Academic publishers send professors sample copies of their texts over the summer. Publishers’ reps inundate professors with e-mails and phone calls begging them to choose their textbooks. Sometimes publishers contact professors asking them to write textbooks. The profit motive for publishers is immense. So is it for the professor who writes a widely used textbook. Royalties from a single book have been known to pay entire mortgages. 

But why do college textbook publishers charge so much? George Washington University political science professor Henry Farrell offers an explanation:

“College textbook publishers charge vast and extortionate amounts for their textbooks for one simple reason. They do it because they can. Students usually have to take a few required big courses for their major, and they have to buy the required textbooks for these courses. This means that the market is price insensitive (which is economic jargon for saying that demand doesn’t go down as much as it should when prices go up). Professors often don’t care as much as they should about the costs of the textbooks — after all, they don’t have to pay those costs themselves. Students do usually care, but they don’t have any choice in the matter — they have to buy the textbooks they are required to buy. Businesses can make big, big profits from selling to price-insensitive markets, since they can jack up prices without weakening demand for their product. It’s a sweet deal for academic publishers, but not so great for students.”

About a year ago, I decided to stop using college textbooks and instead supplied photocopied texts of reading materials, which copyright law permits me to do under the fair use for educational purposes exception. Students were elated. They saved themselves a lot of money. I felt like I had chosen an ethical alternative. Still, I miss teaching from an actual textbook. To me, the heft and feel of a book is preferable to a stack of photocopied articles.

I’m not the only professor seeking to save students a few bucks. California State University at Fullerton math professor Alain Bourget assigned his students an $80 alternative to the textbook that his institution suggested. For helping his students, he received a formal reprimand. Scott Jaschik at Inside Higher Ed reports: “Bourget maintains that his choices are just as effective educationally and much less expensive–so he should have the right to use them. But the university says that it makes sense for courses that have multiple sections to all use the same textbooks.” What’s that saying?  No good deed goes unpunished. 

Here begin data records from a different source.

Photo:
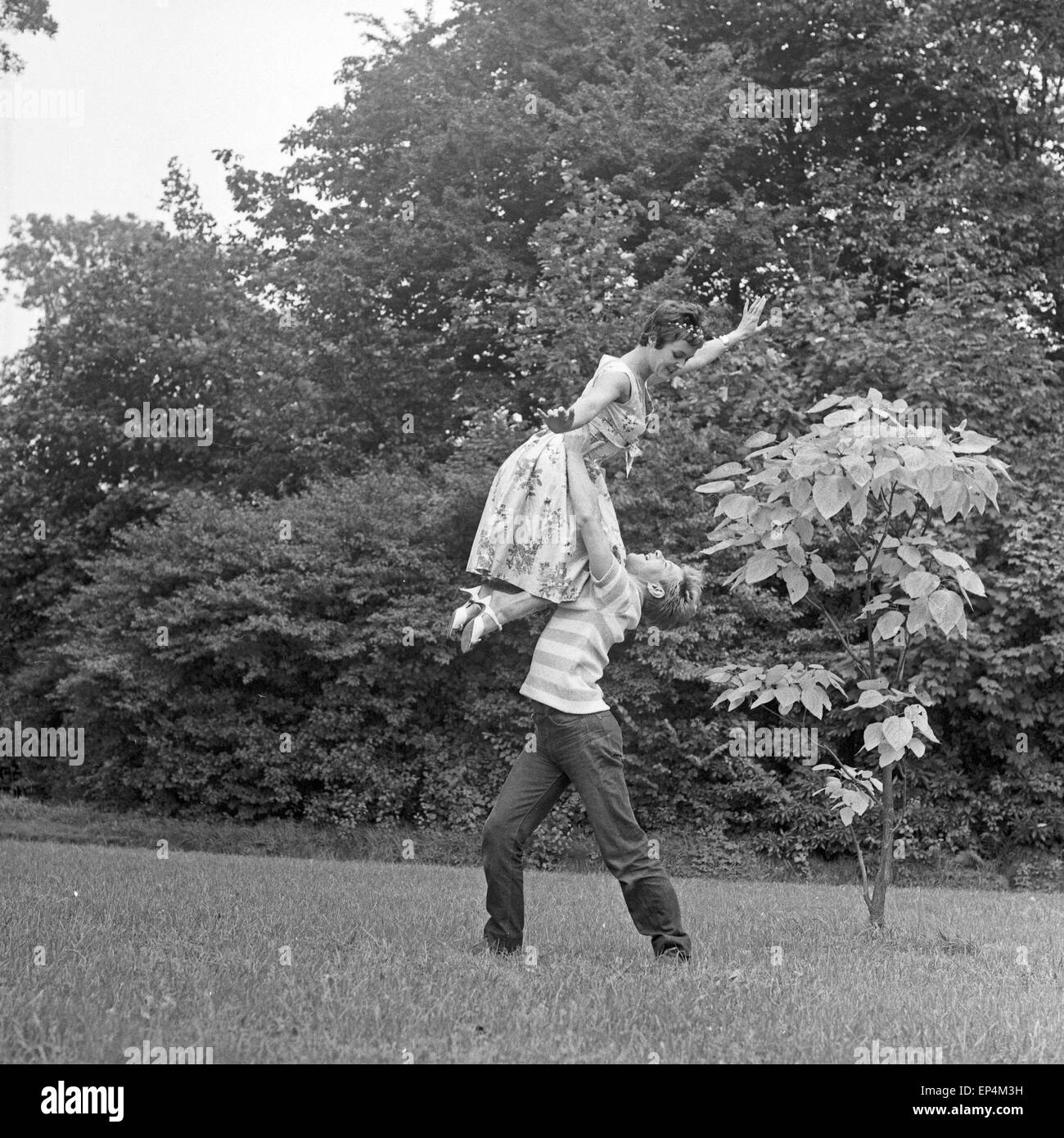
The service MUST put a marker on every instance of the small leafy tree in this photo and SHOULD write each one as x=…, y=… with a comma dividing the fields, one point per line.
x=885, y=484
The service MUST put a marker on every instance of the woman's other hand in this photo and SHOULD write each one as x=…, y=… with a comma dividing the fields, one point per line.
x=559, y=420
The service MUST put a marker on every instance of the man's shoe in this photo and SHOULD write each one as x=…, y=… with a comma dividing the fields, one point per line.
x=495, y=947
x=675, y=954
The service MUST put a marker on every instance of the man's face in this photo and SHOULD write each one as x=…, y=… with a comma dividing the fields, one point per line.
x=653, y=569
x=666, y=362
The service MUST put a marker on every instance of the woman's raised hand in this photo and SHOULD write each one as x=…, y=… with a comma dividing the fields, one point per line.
x=559, y=420
x=751, y=314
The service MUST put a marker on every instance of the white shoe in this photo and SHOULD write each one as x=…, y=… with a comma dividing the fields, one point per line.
x=464, y=612
x=478, y=627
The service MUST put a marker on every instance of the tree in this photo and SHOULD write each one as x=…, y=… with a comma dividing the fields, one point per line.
x=891, y=472
x=29, y=16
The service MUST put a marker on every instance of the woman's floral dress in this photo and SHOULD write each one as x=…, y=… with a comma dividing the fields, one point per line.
x=528, y=534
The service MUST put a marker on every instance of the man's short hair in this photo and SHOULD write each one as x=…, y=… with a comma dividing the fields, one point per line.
x=679, y=603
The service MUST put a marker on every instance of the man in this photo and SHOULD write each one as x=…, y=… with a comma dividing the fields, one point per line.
x=577, y=738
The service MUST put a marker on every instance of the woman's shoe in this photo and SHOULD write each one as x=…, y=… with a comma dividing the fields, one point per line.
x=478, y=627
x=464, y=612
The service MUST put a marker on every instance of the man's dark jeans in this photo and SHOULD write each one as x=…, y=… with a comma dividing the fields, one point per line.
x=584, y=750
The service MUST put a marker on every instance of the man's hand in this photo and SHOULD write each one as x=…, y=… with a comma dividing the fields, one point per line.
x=559, y=420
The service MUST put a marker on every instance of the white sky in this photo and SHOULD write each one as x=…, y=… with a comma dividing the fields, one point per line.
x=157, y=79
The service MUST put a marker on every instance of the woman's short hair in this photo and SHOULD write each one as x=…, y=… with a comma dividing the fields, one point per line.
x=674, y=320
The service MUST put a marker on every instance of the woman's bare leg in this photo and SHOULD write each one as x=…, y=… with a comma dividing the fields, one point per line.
x=510, y=606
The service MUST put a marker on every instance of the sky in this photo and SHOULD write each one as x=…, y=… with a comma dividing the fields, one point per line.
x=98, y=111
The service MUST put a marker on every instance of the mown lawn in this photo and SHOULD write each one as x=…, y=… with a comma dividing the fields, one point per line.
x=187, y=951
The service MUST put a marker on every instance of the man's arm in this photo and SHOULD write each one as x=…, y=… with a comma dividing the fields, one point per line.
x=585, y=507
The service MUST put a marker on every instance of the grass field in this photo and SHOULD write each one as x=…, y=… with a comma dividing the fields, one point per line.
x=187, y=951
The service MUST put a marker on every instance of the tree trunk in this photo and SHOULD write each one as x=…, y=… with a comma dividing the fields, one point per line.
x=886, y=873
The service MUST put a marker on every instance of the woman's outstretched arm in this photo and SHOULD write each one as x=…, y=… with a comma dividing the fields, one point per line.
x=609, y=387
x=746, y=327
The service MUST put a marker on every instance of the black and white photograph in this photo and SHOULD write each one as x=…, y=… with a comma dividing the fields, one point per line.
x=532, y=533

Other professors are making a killing off of the textbook pricing racket. Harvard University Economics professor Gregory Mankiw wrote the introductory textbook Principles of Economics, which retails for $356 on Amazon, and rents for approximately $50 on Chegg. It is estimated that through all the editions, Mankiw could bank (or already has banked) an estimated $42 million in royalties from this textbook alone. (He has written another eight textbooks.)  No wonder he has an ear-to-ear smile in the picture available on his professional website.

What do you think? Should professors and publishers be permitted to profit so immensely from students? Is the college textbook pricing racket unethical since the marketplace is “price insensitive”?